Here we apply bagging to the 2005 BES survey data, using the `randomForest`

package in `R`

. Recall that bagging is a special case of a random forest with \(m = p\). Therefore, the `randomForest()`

function can be used to perform both random forests and bagging. We perform bagging as follows:

```
library(randomForest)
# Load data set
load("bes_2005.RData")
# Create training and test sets
set.seed(1234)
train <- sample(1:nrow(bes_2005), size = nrow(bes_2005) / 2)
bes_2005_test <- bes_2005[-train, ]
# Bagging
bag_1 <- randomForest(household_income ~ ., data = bes_2005, subset = train,
mtry = 7, importance = TRUE)
bag_1
```

```
##
## Call:
## randomForest(formula = household_income ~ ., data = bes_2005, mtry = 7, importance = TRUE, subset = train)
## Type of random forest: regression
## Number of trees: 500
## No. of variables tried at each split: 7
##
## Mean of squared residuals: 11.48014
## % Var explained: 0.53
```

Note that the argument `mtry = 7`

indicates that all 7 predictors should be considered for each split of the tree—in other words, that bagging should be done.
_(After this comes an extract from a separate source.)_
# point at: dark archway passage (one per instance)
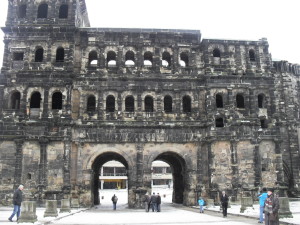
(98, 163)
(178, 169)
How well does this bagged model perform on the test set?

```
# Predict outcomes
bag_1_pred <- predict(bag_1, newdata = bes_2005_test)
# MSE
household_income_test <- bes_2005$household_income[-train]
mean((bag_1_pred - household_income_test)^2)
```

`## [1] 9.262259`

Growing a random forest proceeds in exactly the same way, except that we use a smaller value of the `mtry`

argument. By default, `randomForest()`

uses \(p/3\) variables when building a random forest of regression trees, and \(\sqrt{p}\) variables when building a random forest of classification trees. Here we use `mtry = 3`

.

```
# Random forest
rf_1 <- randomForest(household_income ~ ., data = bes_2005, subset = train,
mtry = 3, importance = TRUE)
# Predict outcomes
rf_1_pred <- predict(rf_1, newdata = bes_2005_test)
# MSE
mean((rf_1_pred - household_income_test)^2)
```

`## [1] 8.66902`

The test set MSE is 8.67. This indicates that random forests yielded an improvement over bagging in this case. Using the `importance()`

and `varImpPlot()`

functions, we can view the importance of each variable.

```
# Variable importance
importance(rf_1)
```

```
## %IncMSE IncNodePurity
## vote_2005 -1.2701606 139.7457
## vote_2001 11.2980485 157.8962
## female 1.9630625 179.4282
## party_id 0.8740649 163.6504
## phone 15.6507824 119.4684
## education 48.1921635 1190.5085
## duty 5.7742732 413.7412
```

```
# Variable importance plot
varImpPlot(rf_1, main = "Variable Importance Plot")
```

We use the `gbm()`

function from the `gbm`

package to fit boosted regression trees to the 2005 BES survey data. We run `gbm()`

with the option `distribution = "gaussian"`

since this is a regression problem. If it were a binary classification problem, we would use `distribution = "bernoulli"`

. The argument `n.trees = 5000`

indicates that we want 5000 trees, and the option `interaction.depth = 4`

limits the depth of each tree. Note that the learning rate is related to the tree size: when the learning rate is smaller, we need more trees. The `summary()`

function produces a relative influence plot and also outputs the relative influence statistics.

```
library(gbm)
# Boosting
set.seed(1234)
boost_1 <- gbm(household_income ~ ., data = bes_2005[train, ],
distribution = "gaussian",
n.trees = 5000,
interaction.depth = 4,
shrinkage = 0.001)
summary(boost_1)
```

```
## var rel.inf
## education education 52.923929
## duty duty 19.926347
## party_id party_id 7.272264
## female female 6.586894
## vote_2001 vote_2001 6.308393
## vote_2005 vote_2005 3.491710
## phone phone 3.490462
```

We now use the boosted model to predict household income on the test set:

```
# Predict outcomes
boost_1_pred <- predict(boost_1, newdata = bes_2005_test, n.trees = 5000)
# MSE
mean((boost_1_pred - household_income_test)^2)
```

`## [1] 8.343382`

The test MSE obtained is 9.84; superior to both the test MSE for random forests and that for bagging.